Y tuvo que bajar la cabeza y ceder, como lo hicieron otros grandes,
Galileo, por ejemplo, en su momento. Y de seguro habrá muchos más. Pero al
final el señor tiempo siempre da la razón, claro que sí.
Karma (9-Ene-2020)
El señor tiempo no se tardó mucho, pues la OMS confirmó que
un nuevo tipo de coronavirus había sido aislado en una persona hospitalizada.
El mismo día, el Centro Europeo para la Prevención y Control de Enfermedades
publicó su primera valoración de riesgo.
Primer caído
La primera muerte a causa del virus, en un hombre de 61 años
quien era cliente regular del mercado de Wuhan.
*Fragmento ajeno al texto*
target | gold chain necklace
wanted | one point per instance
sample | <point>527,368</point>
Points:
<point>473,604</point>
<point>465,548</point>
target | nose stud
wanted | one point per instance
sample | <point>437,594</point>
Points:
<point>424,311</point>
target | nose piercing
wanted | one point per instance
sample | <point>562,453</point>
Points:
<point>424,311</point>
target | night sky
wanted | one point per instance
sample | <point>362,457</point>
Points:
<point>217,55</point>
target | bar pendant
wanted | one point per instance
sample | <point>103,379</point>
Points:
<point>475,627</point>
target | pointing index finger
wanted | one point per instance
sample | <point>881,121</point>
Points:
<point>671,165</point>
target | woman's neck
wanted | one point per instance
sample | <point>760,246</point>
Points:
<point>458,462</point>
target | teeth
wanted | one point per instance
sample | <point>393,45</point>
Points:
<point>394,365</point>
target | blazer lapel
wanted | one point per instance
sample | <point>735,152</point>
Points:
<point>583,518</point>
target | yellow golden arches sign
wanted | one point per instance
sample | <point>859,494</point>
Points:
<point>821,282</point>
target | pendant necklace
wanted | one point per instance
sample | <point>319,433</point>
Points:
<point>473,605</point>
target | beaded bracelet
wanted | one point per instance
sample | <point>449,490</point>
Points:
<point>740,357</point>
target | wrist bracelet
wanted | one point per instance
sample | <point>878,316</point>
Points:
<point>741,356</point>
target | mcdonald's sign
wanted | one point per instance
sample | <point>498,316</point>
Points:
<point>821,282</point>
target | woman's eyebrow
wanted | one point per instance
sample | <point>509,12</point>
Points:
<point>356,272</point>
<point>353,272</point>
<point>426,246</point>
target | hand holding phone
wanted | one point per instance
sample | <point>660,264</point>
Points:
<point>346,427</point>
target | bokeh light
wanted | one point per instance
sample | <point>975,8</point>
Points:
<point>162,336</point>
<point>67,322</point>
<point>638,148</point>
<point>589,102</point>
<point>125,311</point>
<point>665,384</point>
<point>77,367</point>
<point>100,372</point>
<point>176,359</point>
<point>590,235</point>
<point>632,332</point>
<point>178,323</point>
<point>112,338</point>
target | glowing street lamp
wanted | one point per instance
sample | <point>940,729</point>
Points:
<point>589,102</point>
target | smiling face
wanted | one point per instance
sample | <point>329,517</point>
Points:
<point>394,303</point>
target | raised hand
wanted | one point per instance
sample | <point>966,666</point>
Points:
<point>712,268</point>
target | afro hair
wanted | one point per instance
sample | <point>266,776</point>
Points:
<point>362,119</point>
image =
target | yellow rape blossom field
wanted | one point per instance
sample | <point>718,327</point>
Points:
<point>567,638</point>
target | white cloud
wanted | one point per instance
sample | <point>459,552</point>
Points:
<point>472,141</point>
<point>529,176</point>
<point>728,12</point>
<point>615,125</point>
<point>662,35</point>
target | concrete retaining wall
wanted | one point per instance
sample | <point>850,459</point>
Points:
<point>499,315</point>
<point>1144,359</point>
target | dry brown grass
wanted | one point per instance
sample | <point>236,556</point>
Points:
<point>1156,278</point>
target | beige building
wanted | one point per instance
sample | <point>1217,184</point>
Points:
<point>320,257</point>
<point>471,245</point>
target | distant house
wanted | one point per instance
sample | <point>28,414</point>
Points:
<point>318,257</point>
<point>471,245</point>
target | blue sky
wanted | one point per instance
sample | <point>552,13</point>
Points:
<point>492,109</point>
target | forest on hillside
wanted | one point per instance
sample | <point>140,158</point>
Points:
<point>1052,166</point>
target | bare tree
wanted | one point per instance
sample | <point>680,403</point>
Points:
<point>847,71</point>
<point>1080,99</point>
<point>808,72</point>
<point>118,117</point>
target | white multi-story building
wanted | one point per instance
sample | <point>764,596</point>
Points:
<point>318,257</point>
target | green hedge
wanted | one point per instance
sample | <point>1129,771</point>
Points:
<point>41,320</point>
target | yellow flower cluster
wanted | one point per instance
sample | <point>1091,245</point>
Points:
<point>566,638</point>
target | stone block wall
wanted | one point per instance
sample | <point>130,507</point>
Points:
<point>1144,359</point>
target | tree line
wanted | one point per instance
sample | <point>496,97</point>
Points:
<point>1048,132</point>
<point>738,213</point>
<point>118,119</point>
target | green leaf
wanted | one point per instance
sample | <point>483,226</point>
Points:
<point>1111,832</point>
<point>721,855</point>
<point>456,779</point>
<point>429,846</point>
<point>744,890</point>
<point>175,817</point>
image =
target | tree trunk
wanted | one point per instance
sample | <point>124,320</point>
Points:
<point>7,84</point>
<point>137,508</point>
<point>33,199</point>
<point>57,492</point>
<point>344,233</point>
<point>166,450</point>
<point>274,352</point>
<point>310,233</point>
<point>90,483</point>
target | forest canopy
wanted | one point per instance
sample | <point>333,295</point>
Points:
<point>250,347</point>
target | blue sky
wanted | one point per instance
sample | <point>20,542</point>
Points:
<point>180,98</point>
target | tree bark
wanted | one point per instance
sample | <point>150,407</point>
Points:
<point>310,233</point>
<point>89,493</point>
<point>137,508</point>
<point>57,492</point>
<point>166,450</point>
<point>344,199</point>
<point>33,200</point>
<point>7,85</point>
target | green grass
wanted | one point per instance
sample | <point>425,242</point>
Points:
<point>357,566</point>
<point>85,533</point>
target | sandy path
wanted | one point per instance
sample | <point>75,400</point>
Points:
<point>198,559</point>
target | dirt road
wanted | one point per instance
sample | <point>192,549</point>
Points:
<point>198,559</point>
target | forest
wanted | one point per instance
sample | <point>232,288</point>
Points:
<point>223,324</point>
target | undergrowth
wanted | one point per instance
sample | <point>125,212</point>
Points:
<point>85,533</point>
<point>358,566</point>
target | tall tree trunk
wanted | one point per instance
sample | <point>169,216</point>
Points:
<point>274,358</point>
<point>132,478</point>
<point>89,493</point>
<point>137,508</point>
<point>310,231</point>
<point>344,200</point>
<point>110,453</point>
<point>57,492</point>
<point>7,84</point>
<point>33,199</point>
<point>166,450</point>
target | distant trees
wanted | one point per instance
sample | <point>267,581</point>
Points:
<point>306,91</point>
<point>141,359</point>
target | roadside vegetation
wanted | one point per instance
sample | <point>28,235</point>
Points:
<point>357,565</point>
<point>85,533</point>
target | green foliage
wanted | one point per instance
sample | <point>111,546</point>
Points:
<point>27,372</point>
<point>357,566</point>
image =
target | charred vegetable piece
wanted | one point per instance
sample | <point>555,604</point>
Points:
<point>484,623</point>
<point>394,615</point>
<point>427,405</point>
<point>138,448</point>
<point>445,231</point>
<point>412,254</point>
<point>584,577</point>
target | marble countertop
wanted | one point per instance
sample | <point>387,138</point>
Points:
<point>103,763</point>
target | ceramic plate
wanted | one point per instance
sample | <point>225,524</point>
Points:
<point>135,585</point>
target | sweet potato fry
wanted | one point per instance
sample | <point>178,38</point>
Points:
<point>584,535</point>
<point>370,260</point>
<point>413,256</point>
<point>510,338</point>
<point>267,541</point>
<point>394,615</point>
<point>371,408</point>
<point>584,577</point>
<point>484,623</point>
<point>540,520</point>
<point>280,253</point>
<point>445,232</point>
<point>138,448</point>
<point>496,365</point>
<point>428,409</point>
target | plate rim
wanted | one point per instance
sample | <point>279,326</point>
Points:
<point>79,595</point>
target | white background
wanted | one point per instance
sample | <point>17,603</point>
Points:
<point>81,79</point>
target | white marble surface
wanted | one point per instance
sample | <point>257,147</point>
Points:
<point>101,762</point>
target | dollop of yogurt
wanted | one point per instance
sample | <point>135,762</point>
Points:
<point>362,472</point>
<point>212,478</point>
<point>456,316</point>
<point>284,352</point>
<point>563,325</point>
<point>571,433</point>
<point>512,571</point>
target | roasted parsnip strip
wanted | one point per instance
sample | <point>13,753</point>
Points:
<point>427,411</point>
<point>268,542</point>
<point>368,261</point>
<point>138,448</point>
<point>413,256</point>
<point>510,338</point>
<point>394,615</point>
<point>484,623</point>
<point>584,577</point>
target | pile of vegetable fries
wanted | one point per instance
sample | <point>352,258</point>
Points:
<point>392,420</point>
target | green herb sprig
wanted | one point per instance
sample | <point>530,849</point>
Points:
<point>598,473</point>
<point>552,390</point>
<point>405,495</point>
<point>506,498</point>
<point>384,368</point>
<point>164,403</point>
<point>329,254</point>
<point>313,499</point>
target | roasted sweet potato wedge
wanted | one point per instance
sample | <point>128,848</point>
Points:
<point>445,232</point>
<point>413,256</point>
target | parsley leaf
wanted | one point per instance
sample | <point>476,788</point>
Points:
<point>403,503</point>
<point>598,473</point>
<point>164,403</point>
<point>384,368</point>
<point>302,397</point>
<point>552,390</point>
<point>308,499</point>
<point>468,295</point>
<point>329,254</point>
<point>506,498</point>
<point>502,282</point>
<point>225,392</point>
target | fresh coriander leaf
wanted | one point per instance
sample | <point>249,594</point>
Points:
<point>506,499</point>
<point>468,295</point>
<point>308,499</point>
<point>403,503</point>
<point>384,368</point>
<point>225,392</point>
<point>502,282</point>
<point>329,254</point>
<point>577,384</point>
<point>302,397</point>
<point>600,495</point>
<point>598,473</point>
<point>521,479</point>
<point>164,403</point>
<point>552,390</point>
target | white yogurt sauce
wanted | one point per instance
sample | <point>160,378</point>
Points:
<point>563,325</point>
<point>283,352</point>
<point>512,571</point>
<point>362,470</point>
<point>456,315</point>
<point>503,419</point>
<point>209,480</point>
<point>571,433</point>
Él presentó varios
padecimientos significativos, incluyendo enfermedad de hígado crónico, y murió
por fallo cardíaco y neumonía.
Y el Dr. Li también comenzaba a sentirse extraño, empezaba a
mostrar los primeros síntomas de la enfermedad: fiebre, dolor de garganta, tos
seca y dificultad para respirar.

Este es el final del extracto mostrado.